| Summary: | Sometimes OSD's are getting wrongly marked Down | ||
|---|---|---|---|
| Product: | Red Hat Ceph Storage | Reporter: | Tanay Ganguly <tganguly> |
| Component: | RADOS | Assignee: | Samuel Just <sjust> |
| Status: | CLOSED WORKSFORME | QA Contact: | ceph-qe-bugs <ceph-qe-bugs> |
| Severity: | urgent | Docs Contact: | |
| Priority: | unspecified | ||
| Version: | 2.0 | CC: | ceph-eng-bugs, dzafman, hnallurv, kchai, kdreyer, kurs, tganguly |
| Target Milestone: | rc | ||
| Target Release: | 2.0 | ||
| Hardware: | x86_64 | ||
| OS: | Linux | ||
| Whiteboard: | |||
| Fixed In Version: | Doc Type: | Bug Fix | |
| Doc Text: | Story Points: | --- | |
| Clone Of: | Environment: | ||
| Last Closed: | 2016-05-04 07:49:29 UTC | Type: | Bug |
| Regression: | --- | Mount Type: | --- |
| Documentation: | --- | CRM: | |
| Verified Versions: | Category: | --- | |
| oVirt Team: | --- | RHEL 7.3 requirements from Atomic Host: | |
| Cloudforms Team: | --- | Target Upstream Version: | |
|
Description
Tanay Ganguly
2016-04-14 10:32:43 UTC
I will try to reproduce with more debug log enabled.

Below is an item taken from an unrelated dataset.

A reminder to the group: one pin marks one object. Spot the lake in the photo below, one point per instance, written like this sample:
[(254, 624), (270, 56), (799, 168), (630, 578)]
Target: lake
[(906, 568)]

Packages: python-cephfs-10.1.1-1.el7cp.x86_64 ceph-selinux-10.1.1-1.el7cp.x86_64 ceph-mon-10.1.1-1.el7cp.x86_64 ceph-base-10.1.1-1.el7cp.x86_64 ceph-10.1.1-1.el7cp.x86_64 ceph-release-1-1.el7.noarch libcephfs1-10.1.1-1.el7cp.x86_64 ceph-osd-10.1.1-1.el7cp.x86_64 ceph-common-10.1.1-1.el7cp.x86_64 ceph-mds-10.1.1-1.el7cp.x86_64 Selinux is permissive on all the Nodes. There are several things that can cause this: 1) If a thread on an OSD hangs for long enough (on an filesystem call, for example), the OSD can be reported as down. If it recovers quickly enough, you'll see a "wrongly marked down" message. 2) If networking is flaky between the nodes, nodes might mark each other down while the heartbeats are failing. 1. is usually the culprit. On what hardware is this happening? You should confirm that the OSD is indeed getting marked out. Because by default an OSD would have to be down for 5 minutes(mon_osd_down_out_interval) before a rebalance would even start. So my guess is that there is a severe hardware (disk/network) problem or out of memory causing thrashing to swap. (In reply to Samuel Just from comment #3) > There are several things that can cause this: > 1) If a thread on an OSD hangs for long enough (on an filesystem call, for > example), the OSD can be reported as down. If it recovers quickly enough, > you'll see a "wrongly marked down" message. Ok, i am trying to reproduce it with more debug logs. > 2) If networking is flaky between the nodes, nodes might mark each other > down while the heartbeats are failing. I don't think so, Network is good as this is hosted in Bangalore Lab and on the same machine i tested for 1.3.2 > > 1. is usually the culprit. On what hardware is this happening? Actually i have seen it in both Local Hardware (Bangalore Lab) as well as Magna servers. Bangalore Machine Configuration: 128 G RAM CPU 12 Cores Intel(R) Xeon(R) CPU E5-2630 v3 @ 2.40GHz Disk are 1.2 TB Drive with speed of 10k rpm sas I doubt if hardware is an issue. Marking as Need More Info until we get logs. Sam, I am unable to reproduce this BUG again. If i am able to reproduce it again, i will file a new one. Till then i am closing this Bug |